Cluster-Based Computing

Junghoo Cho

Computing on Clusters

  • Many corporations manage data centers with a large number of server clusters
    • > 10,000s machines in one data center
    • Commodity linux boxes
  • Handle a large amount of user traffic and data

Challenges in Cluster Computing

  • Q: What are challenges in operating machines at this scale?
  • Hardware failures
    • Power and heat issues
    • Main source of failures: power supply, hard drive, network
  • Difficulty of ensuring consistency among nodes

Unavoidable Failures

  • Q: Assuming 99.9% uptime (9 hour downtime per year), how many machines are down at any point with 10,000 machines?
  • A nightmare for system administrator
    • Need to automate most of maintenance tasks, including initial deployment, replacement machine synchronization, etc.
  • Very important to have software infrastructure to
    • Manage failed nodes
    • Monitor loads on individual machines
    • Schedule and distribute tasks and data to nodes

Example: Kubernetes

  • Automatic deployment and management of containerized applications
  • Progressive rollout of application changes
  • Automatic scaling and load balancing of apps based on CPU usage
  • Automatic restart of failed, unresponsive nodes

Remarks on Cluster Computing

  • DO NOT ASSUME ANYTHING!!!
    • Explicitly define failure scenarios and their likelihood
    • Failure WILL happen. plan ahead for it
    • Make sure your code is covered for likely scenarios
    • Choose simplicity over generality
  • Minimize state sharing among nodes
    • Decide who wins in case of conflict
  • Minimize network bandwidth usage

Starting A New Web Site

  • Q: You want to start a new site, called http://cs144.com. How can you do it?

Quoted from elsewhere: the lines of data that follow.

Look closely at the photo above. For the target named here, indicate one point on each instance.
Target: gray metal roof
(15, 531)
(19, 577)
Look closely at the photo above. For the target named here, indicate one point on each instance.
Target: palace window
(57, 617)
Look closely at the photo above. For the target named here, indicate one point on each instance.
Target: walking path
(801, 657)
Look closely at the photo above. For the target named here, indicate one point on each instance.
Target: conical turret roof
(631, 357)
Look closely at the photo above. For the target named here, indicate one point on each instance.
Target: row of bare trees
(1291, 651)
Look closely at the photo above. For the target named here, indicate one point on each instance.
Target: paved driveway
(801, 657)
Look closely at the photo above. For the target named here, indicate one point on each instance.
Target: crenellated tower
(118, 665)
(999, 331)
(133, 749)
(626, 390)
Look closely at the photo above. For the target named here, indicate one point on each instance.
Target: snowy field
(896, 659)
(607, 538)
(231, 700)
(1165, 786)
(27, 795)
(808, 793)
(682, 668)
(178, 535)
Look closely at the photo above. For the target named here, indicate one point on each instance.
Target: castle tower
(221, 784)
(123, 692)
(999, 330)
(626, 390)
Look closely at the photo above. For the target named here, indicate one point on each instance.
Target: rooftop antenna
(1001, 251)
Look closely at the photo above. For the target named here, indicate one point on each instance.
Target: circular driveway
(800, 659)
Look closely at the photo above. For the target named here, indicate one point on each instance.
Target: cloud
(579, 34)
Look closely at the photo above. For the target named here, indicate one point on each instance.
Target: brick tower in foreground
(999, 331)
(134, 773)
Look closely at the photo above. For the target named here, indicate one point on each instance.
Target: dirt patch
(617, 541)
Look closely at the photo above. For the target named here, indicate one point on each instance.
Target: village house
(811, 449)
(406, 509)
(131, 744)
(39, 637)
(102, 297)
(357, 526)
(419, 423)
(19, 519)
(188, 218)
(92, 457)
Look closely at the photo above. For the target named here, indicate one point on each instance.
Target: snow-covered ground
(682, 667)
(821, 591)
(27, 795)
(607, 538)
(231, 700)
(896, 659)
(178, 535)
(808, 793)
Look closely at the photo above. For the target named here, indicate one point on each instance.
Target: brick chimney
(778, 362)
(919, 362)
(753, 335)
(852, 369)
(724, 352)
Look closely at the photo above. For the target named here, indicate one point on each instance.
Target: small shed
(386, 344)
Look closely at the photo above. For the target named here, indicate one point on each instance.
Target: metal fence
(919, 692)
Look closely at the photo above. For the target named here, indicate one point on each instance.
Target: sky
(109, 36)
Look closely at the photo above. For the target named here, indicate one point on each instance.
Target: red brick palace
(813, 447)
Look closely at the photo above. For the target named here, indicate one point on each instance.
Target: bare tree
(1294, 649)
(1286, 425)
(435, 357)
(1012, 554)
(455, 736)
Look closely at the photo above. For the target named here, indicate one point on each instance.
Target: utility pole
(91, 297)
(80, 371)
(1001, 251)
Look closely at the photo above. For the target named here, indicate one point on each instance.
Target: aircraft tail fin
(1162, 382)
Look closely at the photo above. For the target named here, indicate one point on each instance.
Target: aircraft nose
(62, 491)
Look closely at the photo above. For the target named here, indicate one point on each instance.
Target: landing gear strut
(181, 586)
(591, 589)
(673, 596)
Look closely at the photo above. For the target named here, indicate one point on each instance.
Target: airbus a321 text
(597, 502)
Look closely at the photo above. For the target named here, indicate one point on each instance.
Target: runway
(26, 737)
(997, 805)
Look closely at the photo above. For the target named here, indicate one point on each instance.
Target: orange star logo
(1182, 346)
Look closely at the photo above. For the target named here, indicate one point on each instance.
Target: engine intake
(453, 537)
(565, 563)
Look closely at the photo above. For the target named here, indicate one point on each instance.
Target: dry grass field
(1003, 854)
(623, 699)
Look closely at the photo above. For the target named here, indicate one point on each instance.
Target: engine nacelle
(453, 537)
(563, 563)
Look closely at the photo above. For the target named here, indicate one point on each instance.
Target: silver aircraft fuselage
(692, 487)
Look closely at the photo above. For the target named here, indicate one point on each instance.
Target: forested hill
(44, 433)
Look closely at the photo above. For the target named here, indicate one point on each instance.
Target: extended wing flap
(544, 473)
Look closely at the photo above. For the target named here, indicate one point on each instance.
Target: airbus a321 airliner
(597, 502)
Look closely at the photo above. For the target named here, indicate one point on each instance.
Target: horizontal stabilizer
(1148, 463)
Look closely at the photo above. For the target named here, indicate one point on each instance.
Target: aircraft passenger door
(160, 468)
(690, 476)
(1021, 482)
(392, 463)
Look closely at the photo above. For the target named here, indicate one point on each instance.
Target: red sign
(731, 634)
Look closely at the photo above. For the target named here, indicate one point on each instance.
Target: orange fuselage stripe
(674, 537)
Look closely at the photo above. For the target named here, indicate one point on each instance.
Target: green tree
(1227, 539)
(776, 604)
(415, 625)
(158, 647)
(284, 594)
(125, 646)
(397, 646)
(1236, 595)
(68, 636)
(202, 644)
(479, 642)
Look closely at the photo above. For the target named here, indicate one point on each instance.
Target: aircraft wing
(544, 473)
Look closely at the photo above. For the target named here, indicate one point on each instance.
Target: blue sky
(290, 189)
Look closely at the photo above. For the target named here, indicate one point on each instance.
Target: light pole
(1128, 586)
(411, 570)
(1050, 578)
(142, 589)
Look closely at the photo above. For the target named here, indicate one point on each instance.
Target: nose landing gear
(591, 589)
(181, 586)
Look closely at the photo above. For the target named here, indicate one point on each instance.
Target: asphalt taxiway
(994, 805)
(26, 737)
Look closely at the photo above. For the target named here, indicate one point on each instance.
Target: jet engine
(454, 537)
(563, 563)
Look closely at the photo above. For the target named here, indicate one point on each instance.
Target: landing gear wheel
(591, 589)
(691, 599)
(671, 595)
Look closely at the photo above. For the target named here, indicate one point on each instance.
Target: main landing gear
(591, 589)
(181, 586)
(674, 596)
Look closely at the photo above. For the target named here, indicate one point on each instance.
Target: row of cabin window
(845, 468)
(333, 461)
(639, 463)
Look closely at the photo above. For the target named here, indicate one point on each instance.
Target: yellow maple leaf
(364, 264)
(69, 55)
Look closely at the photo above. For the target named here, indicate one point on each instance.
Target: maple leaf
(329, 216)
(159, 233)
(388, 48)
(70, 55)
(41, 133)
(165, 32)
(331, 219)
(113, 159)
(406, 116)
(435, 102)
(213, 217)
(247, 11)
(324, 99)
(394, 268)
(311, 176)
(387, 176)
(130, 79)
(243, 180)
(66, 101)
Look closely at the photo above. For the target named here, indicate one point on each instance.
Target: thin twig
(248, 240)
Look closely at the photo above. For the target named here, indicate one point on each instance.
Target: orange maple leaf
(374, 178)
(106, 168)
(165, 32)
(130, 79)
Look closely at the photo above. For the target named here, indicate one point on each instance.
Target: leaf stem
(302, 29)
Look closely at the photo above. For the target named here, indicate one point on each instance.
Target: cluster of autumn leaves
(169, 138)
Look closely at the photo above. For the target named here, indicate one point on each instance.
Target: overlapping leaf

    1. Buy the domain name cs144.com
      • GoDaddy.com, register.com, … (~$10/year)
    2. Get a “web server” with a public IP and update DNS to the IP

Provisioning Web Server

  • Q: How can we provision a web server?
    1. Set up a physical machine
      1. Buy a machine (≈$1,000/PC)
      2. Buy an internet connection from an ISP (≈$100/month)
      3. Install OS and necessary software
    2. “Rent” a machine from a cloud hosting companies
      • Amazon Web Service, Google Cloud Platform, Windows Azure, …

Example: Physical Machine

  • Our class server Oak server

Three Types of Cloud Service

  • Q: If we “rent” from a cloud hosting company, exactly what do we rent?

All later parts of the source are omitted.